Abstract

A current pursuit of the geodetic community is the optimal integration of differential GPS (DGPS) and inertial navigation system (INS) data streams for precise and efficient position and gravity vector surveying. Therein a complete INS and multiple-antenna GPS receiver payload, mounted on a moving platform, is used in conjunction with a network of ground-fixed single antenna GPS receivers. This paper presents a complete, GPS-based, external updating measurement model for the applicable Kalman filter. The model utilizes four external observation types for every GPS satellite in-view: DGPS range differences, single phase differences, and single phase-rate differences; as well as the mobile, multipleantenna GPS receiver's measurement of theerrors in the INS's estimate of the phase difference between any two vehicle-borne GPS antennae. Although not widely conveyed in the geodetic world, the inertial navigation community has long known that traditional Kalman filter covariance propagation recurrences are inherently unstable when such highly accurate external updates are repeatedly applied (every 1 second) over long time durations. A hybrid square root covariance/U — D covariance factorization approach is a numerically stable alternative and is reviewed herein. The hybrid makeup of the algorithm is necessitated by the correlated nature of the fourth type of GPS external measurement listed above (each vehicle-borne GPS antenna formstwo baselines). Such measurement correlations require a functional transformation of the overall external updating model to permit the multiple updates (simultaneously available at each updating epoch) to be sequentially (and efficiently) processed.
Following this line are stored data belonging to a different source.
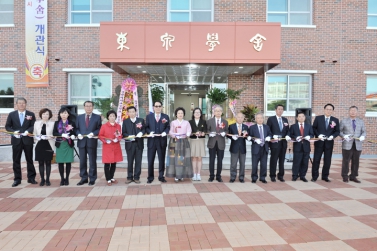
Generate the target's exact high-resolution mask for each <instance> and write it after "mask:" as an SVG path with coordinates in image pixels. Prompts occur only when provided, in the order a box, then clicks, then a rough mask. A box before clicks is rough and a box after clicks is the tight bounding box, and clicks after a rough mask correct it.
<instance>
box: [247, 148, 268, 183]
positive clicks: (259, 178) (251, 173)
mask: <svg viewBox="0 0 377 251" xmlns="http://www.w3.org/2000/svg"><path fill="white" fill-rule="evenodd" d="M258 147H260V149H259V152H258V153H257V154H252V156H251V158H252V159H251V162H252V165H251V179H252V180H257V179H258V163H260V170H259V176H260V177H259V180H266V176H267V157H268V152H267V151H266V150H265V148H264V147H263V146H258Z"/></svg>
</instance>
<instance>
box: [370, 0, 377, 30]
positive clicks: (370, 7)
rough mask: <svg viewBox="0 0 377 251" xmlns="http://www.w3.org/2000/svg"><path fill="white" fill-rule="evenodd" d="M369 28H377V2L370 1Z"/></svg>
mask: <svg viewBox="0 0 377 251" xmlns="http://www.w3.org/2000/svg"><path fill="white" fill-rule="evenodd" d="M368 26H370V27H377V1H376V0H368Z"/></svg>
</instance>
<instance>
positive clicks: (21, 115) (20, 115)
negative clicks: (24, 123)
mask: <svg viewBox="0 0 377 251" xmlns="http://www.w3.org/2000/svg"><path fill="white" fill-rule="evenodd" d="M23 123H24V113H23V112H21V113H20V124H21V126H22V124H23Z"/></svg>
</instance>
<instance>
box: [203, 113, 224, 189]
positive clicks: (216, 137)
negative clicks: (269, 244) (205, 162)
mask: <svg viewBox="0 0 377 251" xmlns="http://www.w3.org/2000/svg"><path fill="white" fill-rule="evenodd" d="M214 113H215V117H213V118H211V119H209V120H208V121H207V131H208V132H209V139H208V144H207V147H208V150H209V179H208V181H209V182H212V181H213V180H214V178H215V157H216V155H217V171H216V180H217V181H218V182H223V179H222V178H221V171H222V169H223V158H224V149H225V134H226V132H227V131H228V121H226V120H225V119H222V118H221V114H222V113H223V108H221V106H218V107H216V108H215V110H214Z"/></svg>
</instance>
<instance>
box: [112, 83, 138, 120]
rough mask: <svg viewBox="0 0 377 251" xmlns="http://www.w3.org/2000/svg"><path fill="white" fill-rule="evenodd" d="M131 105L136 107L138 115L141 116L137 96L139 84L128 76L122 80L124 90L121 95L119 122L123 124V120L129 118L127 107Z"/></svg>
mask: <svg viewBox="0 0 377 251" xmlns="http://www.w3.org/2000/svg"><path fill="white" fill-rule="evenodd" d="M129 106H135V107H136V117H139V102H138V96H137V85H136V81H135V80H134V79H133V78H126V79H125V80H124V81H123V82H122V90H121V91H120V95H119V105H118V111H117V121H116V122H117V123H118V124H121V123H122V122H123V120H125V119H127V118H128V114H127V108H128V107H129Z"/></svg>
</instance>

An appropriate transformation is given. Stable covariance propagation relationships are presented and the transformed Kalman gain is also furnished and its use in the determination of the externally updated error states is discussed. Specific DGPS/INS instabilities produced by the traditional recurrences are displayed. The stable alternative method requires about 25% more CPU time than the traditional Kalman recurrences. With the ever-increasing computational speeds of microprocessors, this added CPU time is of no real concern.